What is Digital Sustainability and How Does It Support the SDGs?
2024-09-28, 13:30–14:00 (Europe/Zurich), Main Stage

When considering sustainability and digitality, the focus often falls on the extractive practices for rare resources and the power consumption of data centers, streaming services, and AI compute. While acknowledging these issues, it’s also crucial to consider how digitality and our own practices can support sustainability goals. The evolving concept of digital sustainability provides criteria and guidelines for positive digital practices.


This presentation will explore what digital sustainability is and how digital practices can align with the Sustainable Development Goals (SDGs), complementing the ecological view that focuses on the resource demands of digital technologies. Digital sustainability extends beyond immediate environmental impacts to consider how digital tools can foster innovation, improve education, and increase access to information, all critical for sustainable development. By examining the intersections between digitality and sustainability, the talk will highlight the pivotal roles individuals and higher education institutions (HEIs) can play in advancing digital sustainability.

The talk will trace the emergence of digital sustainability as a concept and its relationship to open source software, open data, and the commons. It will also ask how higher education institutions can integrate digital sustainability into their curricula, research, and operations, and how individuals can support these goals through their digital practices. By rethinking our approach to digital technologies, we can enhance our sustainability efforts and inspire participants to contribute to a more sustainable future.
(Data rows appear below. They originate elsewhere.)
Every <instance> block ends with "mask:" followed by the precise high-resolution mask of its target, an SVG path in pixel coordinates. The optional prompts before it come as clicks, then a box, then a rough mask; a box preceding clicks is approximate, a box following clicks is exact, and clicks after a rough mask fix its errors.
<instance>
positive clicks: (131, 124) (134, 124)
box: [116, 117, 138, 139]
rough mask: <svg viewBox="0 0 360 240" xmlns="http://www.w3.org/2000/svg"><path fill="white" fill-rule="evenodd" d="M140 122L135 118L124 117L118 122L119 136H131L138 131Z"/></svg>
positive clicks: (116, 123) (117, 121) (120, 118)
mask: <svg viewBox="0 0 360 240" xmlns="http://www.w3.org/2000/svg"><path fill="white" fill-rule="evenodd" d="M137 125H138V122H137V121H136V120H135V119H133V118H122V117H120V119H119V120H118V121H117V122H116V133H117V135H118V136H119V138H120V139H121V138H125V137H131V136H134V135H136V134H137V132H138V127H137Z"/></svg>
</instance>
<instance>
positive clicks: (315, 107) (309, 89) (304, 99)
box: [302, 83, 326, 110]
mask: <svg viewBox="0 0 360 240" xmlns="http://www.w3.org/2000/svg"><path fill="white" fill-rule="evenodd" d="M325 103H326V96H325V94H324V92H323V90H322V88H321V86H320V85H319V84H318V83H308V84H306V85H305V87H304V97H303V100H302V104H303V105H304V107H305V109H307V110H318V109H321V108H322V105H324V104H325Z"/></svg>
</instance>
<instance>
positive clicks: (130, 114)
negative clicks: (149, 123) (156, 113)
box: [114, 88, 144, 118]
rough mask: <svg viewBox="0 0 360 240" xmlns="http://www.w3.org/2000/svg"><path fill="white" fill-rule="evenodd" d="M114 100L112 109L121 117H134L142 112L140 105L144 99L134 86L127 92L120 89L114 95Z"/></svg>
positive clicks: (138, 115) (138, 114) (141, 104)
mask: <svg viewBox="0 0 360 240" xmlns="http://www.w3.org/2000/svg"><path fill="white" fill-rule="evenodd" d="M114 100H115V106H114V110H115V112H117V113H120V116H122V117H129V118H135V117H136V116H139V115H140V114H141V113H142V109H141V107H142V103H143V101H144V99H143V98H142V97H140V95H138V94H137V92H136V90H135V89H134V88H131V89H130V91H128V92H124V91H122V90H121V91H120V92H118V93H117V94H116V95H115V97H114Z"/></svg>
Birk Weiberg is Project Head for Interdisciplinarity and Transformation and Lecturer in the program Data Design + Art at the Lucerne School of Design, Film and Art. He studied Art History, Media Arts, and Philosophy at the Karlsruhe University of Arts and Design and the Humboldt University of Berlin and gained a doctorate from the University of Zurich with a dissertation on the history of optical effects in Hollywood. He worked at the Zurich University of the Arts and Foundation SAPA, Swiss Archive of the Performing Arts.